One image filter (Gwyddion, image presentation filter) (center image bottom row) probably does the best job of maximizing the appearance of bright spots (peaks).

The three posterized yellow images were used to test (using the same settings) whether various programs would produce identical results, which actually did appear to be true. The reasoning behind this test was that the old Adobe Photoshop 6, well outdated, but free and easy to use, was compared with the same filters in the paid version of Photoshop 2021. Similarly, CorelDRAW x5, also old, was no different in application of imaging filters with the same settings as CorelDRAW 19.  This opens opportunity for reliable image filtering to be had from existing, familiar and free programs with easy to use formats.

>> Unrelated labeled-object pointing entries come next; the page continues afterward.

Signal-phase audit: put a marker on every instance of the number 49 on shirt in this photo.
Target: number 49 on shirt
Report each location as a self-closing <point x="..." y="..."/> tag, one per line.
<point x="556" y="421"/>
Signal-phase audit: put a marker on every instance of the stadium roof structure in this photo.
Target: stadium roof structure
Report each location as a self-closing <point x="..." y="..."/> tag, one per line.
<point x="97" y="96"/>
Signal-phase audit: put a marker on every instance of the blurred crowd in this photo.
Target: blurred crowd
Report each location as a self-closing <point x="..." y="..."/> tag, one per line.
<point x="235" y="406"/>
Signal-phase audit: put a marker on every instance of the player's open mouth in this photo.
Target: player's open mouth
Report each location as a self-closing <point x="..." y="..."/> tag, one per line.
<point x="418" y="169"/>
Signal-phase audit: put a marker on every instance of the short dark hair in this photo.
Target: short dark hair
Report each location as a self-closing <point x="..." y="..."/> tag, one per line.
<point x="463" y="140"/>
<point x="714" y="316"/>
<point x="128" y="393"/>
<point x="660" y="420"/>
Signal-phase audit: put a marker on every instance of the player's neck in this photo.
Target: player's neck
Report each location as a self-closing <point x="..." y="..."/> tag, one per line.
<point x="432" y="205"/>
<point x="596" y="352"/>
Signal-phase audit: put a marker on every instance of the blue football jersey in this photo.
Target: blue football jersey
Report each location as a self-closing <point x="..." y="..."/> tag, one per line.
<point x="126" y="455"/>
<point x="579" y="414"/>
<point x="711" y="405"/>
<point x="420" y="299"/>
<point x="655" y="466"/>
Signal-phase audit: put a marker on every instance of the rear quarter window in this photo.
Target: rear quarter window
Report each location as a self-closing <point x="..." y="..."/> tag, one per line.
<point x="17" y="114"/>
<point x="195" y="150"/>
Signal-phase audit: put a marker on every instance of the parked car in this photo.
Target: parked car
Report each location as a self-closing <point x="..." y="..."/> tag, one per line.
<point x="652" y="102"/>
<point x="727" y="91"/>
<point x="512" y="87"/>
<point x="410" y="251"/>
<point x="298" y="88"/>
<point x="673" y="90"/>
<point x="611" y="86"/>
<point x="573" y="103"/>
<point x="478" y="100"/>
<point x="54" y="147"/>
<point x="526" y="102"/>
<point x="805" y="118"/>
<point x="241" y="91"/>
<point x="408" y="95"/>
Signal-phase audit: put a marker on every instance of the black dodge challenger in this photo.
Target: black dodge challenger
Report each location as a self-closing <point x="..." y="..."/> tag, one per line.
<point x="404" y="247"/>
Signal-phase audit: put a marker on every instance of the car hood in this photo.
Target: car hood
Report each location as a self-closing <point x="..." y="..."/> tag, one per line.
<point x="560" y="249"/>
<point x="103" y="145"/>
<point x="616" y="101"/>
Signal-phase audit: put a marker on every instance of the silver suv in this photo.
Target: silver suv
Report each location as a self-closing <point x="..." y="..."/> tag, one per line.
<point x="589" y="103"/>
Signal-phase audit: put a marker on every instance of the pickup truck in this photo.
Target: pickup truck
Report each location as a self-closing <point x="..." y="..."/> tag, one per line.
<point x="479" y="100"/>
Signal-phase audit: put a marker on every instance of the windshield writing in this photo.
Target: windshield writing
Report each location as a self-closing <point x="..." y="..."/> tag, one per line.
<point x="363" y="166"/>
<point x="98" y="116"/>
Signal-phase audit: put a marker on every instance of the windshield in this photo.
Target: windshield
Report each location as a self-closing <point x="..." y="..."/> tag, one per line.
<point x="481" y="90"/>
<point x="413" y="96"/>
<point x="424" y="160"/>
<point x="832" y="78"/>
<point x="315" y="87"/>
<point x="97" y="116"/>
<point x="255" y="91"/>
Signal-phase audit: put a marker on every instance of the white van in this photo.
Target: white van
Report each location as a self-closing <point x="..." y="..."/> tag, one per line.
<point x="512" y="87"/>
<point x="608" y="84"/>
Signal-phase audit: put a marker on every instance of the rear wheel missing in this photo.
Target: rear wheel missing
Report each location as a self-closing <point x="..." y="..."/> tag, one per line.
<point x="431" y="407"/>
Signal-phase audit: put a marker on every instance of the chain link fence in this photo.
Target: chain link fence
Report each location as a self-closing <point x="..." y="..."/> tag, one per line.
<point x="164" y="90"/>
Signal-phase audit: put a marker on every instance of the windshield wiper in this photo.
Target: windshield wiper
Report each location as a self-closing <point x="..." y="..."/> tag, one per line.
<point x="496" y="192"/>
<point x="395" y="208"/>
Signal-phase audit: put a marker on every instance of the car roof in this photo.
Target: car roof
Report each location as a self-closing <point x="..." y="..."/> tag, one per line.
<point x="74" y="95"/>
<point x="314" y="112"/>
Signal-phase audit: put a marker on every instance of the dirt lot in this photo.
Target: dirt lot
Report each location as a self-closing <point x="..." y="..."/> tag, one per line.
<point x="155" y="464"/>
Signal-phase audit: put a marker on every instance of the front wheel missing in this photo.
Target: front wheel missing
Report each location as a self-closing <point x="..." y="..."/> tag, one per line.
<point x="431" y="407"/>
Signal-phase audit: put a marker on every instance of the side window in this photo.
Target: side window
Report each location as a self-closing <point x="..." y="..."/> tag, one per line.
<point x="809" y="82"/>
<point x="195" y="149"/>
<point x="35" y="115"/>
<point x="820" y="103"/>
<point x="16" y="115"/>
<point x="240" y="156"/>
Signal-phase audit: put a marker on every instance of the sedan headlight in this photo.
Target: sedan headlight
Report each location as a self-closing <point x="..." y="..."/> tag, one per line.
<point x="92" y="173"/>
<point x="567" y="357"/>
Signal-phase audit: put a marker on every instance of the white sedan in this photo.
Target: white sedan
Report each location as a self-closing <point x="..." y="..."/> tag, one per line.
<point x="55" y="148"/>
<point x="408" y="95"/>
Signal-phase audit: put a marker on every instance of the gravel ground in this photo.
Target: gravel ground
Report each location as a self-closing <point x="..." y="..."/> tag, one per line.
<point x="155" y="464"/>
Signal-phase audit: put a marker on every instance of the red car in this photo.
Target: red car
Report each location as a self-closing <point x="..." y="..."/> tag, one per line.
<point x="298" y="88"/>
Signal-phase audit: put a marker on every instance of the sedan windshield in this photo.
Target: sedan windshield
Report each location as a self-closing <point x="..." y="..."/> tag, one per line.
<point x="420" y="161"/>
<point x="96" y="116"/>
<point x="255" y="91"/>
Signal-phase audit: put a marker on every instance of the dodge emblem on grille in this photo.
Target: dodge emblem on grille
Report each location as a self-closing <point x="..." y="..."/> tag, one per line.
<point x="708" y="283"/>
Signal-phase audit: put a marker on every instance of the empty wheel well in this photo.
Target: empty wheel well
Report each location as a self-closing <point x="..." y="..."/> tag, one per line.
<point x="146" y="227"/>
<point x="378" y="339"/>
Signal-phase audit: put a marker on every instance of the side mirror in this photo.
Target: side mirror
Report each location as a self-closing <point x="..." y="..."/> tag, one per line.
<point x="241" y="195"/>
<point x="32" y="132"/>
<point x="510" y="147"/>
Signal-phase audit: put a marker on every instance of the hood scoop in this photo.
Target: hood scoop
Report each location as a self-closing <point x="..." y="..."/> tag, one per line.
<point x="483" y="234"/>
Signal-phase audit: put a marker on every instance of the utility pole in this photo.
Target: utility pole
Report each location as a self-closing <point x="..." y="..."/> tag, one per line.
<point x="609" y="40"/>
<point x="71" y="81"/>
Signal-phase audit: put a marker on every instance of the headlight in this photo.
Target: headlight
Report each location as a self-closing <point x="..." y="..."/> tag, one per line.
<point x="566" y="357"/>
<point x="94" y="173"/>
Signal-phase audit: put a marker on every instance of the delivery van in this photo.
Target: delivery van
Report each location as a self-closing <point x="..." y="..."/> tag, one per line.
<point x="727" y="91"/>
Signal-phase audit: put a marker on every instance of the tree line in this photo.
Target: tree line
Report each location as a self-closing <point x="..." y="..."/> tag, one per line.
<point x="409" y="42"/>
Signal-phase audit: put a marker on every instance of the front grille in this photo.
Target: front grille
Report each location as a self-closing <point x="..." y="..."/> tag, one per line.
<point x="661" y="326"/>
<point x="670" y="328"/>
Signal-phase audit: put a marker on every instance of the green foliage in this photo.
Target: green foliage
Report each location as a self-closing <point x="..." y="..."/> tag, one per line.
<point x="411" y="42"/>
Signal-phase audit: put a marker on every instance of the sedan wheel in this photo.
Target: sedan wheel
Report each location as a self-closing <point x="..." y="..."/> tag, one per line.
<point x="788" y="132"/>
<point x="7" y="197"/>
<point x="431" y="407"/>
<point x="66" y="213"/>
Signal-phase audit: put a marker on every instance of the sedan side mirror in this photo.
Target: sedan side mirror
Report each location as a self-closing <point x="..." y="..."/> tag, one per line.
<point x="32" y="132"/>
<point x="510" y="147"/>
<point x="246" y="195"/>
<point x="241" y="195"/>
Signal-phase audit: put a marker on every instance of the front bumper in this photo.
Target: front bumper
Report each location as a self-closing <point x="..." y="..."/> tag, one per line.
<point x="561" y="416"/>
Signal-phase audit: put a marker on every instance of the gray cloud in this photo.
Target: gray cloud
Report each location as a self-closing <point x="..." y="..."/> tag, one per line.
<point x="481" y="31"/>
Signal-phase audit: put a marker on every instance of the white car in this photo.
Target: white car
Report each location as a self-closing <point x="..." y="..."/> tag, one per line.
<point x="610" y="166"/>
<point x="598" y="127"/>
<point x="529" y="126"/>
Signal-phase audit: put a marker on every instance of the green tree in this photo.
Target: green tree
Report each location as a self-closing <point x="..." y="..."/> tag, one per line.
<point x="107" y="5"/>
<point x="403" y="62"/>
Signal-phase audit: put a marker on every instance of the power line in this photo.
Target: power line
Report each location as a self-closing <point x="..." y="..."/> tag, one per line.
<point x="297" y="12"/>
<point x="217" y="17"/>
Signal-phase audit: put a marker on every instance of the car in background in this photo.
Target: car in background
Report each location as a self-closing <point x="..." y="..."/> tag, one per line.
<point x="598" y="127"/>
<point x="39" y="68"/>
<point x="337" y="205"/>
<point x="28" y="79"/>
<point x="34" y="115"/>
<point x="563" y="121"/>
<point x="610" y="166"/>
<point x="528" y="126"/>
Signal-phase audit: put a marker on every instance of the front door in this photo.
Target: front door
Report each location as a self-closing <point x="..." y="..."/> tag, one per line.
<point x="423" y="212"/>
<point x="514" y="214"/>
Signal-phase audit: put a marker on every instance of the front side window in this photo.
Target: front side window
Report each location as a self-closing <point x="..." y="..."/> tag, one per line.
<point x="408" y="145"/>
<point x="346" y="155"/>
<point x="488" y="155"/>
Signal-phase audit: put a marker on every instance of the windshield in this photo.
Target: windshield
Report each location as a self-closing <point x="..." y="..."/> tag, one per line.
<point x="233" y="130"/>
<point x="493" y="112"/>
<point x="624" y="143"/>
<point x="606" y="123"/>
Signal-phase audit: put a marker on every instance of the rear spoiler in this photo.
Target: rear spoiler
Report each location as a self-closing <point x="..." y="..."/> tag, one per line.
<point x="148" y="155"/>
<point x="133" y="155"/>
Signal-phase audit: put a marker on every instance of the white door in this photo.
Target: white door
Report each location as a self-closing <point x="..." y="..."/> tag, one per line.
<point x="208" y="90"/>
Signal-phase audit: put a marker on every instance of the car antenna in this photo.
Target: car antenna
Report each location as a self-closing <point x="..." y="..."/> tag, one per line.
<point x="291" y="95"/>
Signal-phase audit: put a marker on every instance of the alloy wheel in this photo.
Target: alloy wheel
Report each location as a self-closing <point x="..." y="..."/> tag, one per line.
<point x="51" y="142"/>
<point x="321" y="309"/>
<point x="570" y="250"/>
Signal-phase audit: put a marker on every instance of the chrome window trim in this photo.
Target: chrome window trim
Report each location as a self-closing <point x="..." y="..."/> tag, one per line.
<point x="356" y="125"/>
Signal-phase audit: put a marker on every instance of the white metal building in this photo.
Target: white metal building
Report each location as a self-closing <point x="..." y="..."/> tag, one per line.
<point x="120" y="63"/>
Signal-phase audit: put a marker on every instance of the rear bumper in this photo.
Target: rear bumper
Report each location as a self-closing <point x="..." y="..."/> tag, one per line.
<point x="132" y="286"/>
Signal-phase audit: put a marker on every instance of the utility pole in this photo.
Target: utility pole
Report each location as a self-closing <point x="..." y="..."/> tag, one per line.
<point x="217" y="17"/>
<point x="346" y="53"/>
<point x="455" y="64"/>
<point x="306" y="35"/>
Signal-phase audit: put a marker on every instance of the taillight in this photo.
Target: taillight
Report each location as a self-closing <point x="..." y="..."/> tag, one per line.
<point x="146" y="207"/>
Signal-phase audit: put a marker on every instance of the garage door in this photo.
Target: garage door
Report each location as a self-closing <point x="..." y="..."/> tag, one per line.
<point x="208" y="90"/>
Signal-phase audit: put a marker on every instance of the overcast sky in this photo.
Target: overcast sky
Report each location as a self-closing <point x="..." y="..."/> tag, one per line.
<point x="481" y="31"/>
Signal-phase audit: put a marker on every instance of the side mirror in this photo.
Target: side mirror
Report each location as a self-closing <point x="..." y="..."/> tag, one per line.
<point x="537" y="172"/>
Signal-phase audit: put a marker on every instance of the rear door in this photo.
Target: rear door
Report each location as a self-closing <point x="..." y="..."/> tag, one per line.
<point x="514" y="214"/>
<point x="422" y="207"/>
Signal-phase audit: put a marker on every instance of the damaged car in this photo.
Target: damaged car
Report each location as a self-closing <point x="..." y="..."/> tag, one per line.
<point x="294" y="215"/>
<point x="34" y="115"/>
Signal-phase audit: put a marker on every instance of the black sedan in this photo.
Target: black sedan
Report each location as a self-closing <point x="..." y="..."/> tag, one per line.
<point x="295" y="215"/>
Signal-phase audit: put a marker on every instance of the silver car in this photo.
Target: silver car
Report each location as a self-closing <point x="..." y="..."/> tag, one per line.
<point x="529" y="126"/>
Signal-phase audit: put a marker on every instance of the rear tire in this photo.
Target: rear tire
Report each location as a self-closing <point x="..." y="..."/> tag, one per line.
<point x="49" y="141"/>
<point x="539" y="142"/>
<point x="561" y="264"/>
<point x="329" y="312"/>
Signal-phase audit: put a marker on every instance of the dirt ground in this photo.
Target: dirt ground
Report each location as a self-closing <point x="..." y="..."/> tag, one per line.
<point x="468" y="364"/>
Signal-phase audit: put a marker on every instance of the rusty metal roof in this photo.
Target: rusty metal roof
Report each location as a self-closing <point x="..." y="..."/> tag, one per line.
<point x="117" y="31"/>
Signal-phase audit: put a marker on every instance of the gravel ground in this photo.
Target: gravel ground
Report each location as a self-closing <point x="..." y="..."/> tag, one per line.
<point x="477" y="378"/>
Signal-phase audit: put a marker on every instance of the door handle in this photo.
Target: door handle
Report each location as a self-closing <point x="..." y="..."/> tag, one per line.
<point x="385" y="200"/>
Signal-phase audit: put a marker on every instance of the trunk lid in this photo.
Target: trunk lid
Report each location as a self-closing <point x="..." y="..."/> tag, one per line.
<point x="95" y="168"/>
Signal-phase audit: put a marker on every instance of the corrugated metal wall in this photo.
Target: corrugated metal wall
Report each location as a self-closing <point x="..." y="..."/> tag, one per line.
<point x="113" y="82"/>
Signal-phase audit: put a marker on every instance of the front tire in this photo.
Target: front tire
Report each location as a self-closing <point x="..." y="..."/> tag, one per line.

Image Filters and programs (out of the sample of 100 in the image below) that will continue to be used for peak finding are:

1: no processing (as a control)
2: Gaussian blur (2px, 5px (10px in one extremely pixelated image)(CorelDRAW, Photoshop)
3: Limit range 100-255 (Gwyddion)
4: Gaussian blur plus 250 highpass (Photoshop)
5: Gaussian blur plus 50-50-50 unsharp mask (Photoshop)
6: Median filter 10px (Photoshop)

This turns out to be 6 imaging filters, and 6 signal processing functions to be applied to peak finding.